WELLFLEET — State officials want to see the cleanup of a nearly two-year-old oil spill at a downtown business and recently threatened the owner with fines “in excess of several thousand dollars” if the work isn’t done.
The spill occurred in September 2021, when landscapers from J.F. Young accidentally damaged a feed line to a 275-gallon above-ground oil tank behind the Box Lunch at 50 Briar Lane while clearing vegetation.
Heating oil from the tank leaked onto the ground and into a nearby wetland, contaminating vegetation and some standing water.
Wellfleet Box Lunch owner Kathryn MacNutt hired Frank Corp. Environmental to perform an initial emergency cleanup, and over the next several days they installed oil-absorbent booms in the wetland and siphoned out more than 10,000 gallons of oily water with a vacuum truck.
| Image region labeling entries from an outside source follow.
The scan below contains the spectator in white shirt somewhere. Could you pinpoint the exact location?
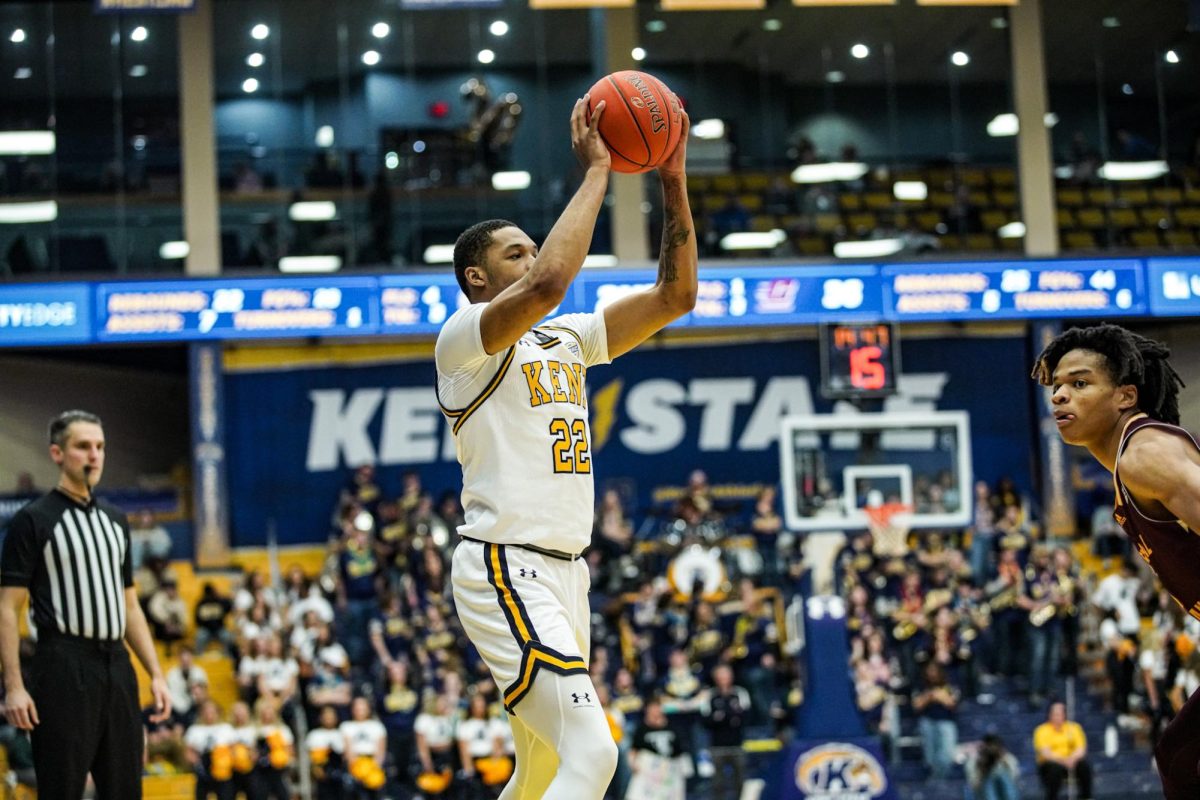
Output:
[167,645,209,715]
[414,694,456,772]
[455,692,504,794]
[338,697,388,798]
[184,700,234,800]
Polyethylene sheeting lined and covered a hay-bale berm at the perimeter of the affected area to prevent migration of the oil. Workers dug up contaminated soil and vegetation, which they covered in plastic sheeting and left on the property.
The private well that supplies drinking water to the Box Lunch was tested for petroleum contamination in November 2021 and none was detected.
The Mass. Dept. of Environmental Protection (DEP) was notified shortly after the spill occurred, which triggered a set of cleanup requirements and deadlines. But after that initial burst of remedial action, progress stalled. None of the required benchmarks was met after November 2021. The piles of contaminated soil remain on the site today.
Most oil and hazardous material releases are cleaned up within a year, according to a DEP spokesperson. In the case of the Box Lunch, the property owner’s “overdue response actions” led the state agency to issue a notice of noncompliance.
In April, the DEP sent letters to McNutt and to landscape company owner Jeremy Young, listing the violations to date. A release notification form that must be submitted within 60 days of a spill had not arrived, nor had an immediate response action plan. The site still lacked a tier classification, a designation that identifies the level of cleanup and oversight needed, and a Phase 1 report, which describes measures taken to evaluate the extent of the contamination.
MacNutt has since hired Weston & Sampson engineers, who provided the overdue paperwork, including a site investigation report, to the DEP by its July 24 deadline.
Weston & Sampson has begun its investigation of the site, sampling the soil and installing groundwater monitoring wells. Six shallow soil samples, three groundwater samples, and two surface water samples were then analyzed for petroleum hydrocarbons.
One of the two surface water samples exceeded the limit for several polycyclic aromatic hydrocarbons, which are found in crude oil and gasoline. Some petroleum contamination was found in the groundwater samples, but only benzene reached a level requiring cleanup in one well.
Three soil samples contained levels of polycyclic aromatic hydrocarbons at levels requiring cleanup, and two of the three also contained volatile organic compounds requiring cleanup.
There is a stream on the property being watched by Weston & Sampson engineers, which does not appear to have been contaminated.
Weston & Sampson gave the site a Tier 1 designation because of the benzene and the stockpile of contaminated soil and vegetation, which must be taken offsite to a disposal facility.
What’s been done to date is only a first step.
In its report, Weston & Sampson outlines the next phase of work, which will focus on further assessment of soil, groundwater, and surface water. Engineers will “evaluate the risk to human health and the environment and determine if further remedial measures are warranted.” They expect Phase II to be completed by 2025.
According to the DEP spokesperson, a progress report must be submitted to the agency in December for the cleanup to stay on track.
Town Administrator Rich Waldo and Health and Conservation Agent Meredith Ballinger were both contacted for this story, since they also received related notice from DEP. Neither responded by this week’s deadline. Young and MacNutt did not return calls for comment.